AMZNGOOGMETAMSFTORCL
Artificial IntelligenceCapital Returns (Dividends / Buybacks)Technology & InnovationCorporate Guidance & OutlookAnalyst InsightsCompany Fundamentals
Big Tech’s AI spending is depriving investors of juicy payouts

Goldman Sachs says the largest AI hyperscalers are set to spend $755 billion on capex this year, an 83% increase, as AI infrastructure ambitions and a memory-chip crunch drive spending higher. To fund that investment, the group cut buybacks by nearly two-thirds in Q1, and Goldman expects S&P 500 buyback growth to slow to just 3% this year. The article points to a mild headwind for shareholder returns rather than a broad market shock.

Analysis

The key second-order effect is that AI capex is not just a margin story; it is a capital allocation regime shift that lowers the probability of “automatic buyer” support under the mega-cap complex. When free cash flow is redirected from repurchases to data-center buildouts, the market loses one of the most price-insensitive sources of demand, which can amplify downside on any earnings disappointment or multiple compression event. That matters most for names whose equity story has been partially underwritten by recurring buybacks rather than accelerating operating leverage. The bigger beneficiary set is the industrial and infrastructure layer behind the buildout: power equipment, grid interconnect, thermal management, fiber, and select semiconductor memory suppliers with tight supply. The immediate constraint is less about AI demand fading and more about bottlenecks pushing spend into less efficient channels, which can lift revenue for suppliers while compressing returns on incremental hyperscaler capex.
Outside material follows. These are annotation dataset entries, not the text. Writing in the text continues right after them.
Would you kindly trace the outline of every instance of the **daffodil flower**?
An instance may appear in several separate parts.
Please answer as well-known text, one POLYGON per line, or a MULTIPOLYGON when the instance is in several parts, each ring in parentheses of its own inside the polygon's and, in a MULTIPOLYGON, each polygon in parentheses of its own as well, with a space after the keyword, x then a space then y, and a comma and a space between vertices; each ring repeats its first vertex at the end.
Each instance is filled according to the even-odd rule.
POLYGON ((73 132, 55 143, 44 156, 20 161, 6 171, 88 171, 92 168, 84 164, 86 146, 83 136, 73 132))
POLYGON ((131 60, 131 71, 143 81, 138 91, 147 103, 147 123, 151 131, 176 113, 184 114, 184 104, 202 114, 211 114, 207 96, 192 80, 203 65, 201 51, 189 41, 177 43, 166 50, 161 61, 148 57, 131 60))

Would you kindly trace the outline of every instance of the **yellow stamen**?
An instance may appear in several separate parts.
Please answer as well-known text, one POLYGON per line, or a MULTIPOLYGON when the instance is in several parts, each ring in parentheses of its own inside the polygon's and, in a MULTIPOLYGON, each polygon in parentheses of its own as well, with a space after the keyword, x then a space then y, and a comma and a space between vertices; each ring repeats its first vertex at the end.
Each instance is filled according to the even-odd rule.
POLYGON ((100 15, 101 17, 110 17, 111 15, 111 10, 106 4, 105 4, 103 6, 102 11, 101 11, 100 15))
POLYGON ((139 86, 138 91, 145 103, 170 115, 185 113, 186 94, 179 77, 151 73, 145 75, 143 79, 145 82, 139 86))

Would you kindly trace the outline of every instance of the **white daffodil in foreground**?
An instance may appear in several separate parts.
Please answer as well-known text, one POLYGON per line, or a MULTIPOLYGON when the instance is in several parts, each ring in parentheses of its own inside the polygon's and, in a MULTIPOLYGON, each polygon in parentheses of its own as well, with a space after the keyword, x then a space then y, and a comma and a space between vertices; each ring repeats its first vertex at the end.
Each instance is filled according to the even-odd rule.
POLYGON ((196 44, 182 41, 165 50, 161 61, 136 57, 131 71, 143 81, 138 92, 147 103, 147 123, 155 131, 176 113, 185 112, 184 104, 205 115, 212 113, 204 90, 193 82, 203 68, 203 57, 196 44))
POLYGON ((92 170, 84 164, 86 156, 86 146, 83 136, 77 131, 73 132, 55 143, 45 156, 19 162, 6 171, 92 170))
Over the next 6-18 months, the market is likely to reward the picks-and-shovels names with cleaner backlog visibility while punishing hyperscalers if capex continues to outrun monetization. The risk to the negative view is that the spending wave may still be early enough that investors tolerate weaker capital returns as long as top-line growth remains intact. But if ad demand, cloud growth, or enterprise AI uptake slows even modestly, the valuation gap could re-rate quickly because the cash-return cushion is gone. A reversal would likely need either a hard capex pause or a clear demonstration that AI infrastructure is producing faster incremental revenue per dollar deployed. The contrarian setup is that the buyback cut could be misunderstood as a bearish signal when it is partly a forced rebalancing of balance sheets, not a wholesale deterioration in fundamentals. That suggests the best short may not be the hyperscalers outright, but relative exposure to the most buyback-sensitive names versus those with stronger operating leverage or more diversified cash returns. The move looks more underpriced in index-level effects than in single-name fundamentals, because buybacks have been a hidden support for large-cap tech breadth.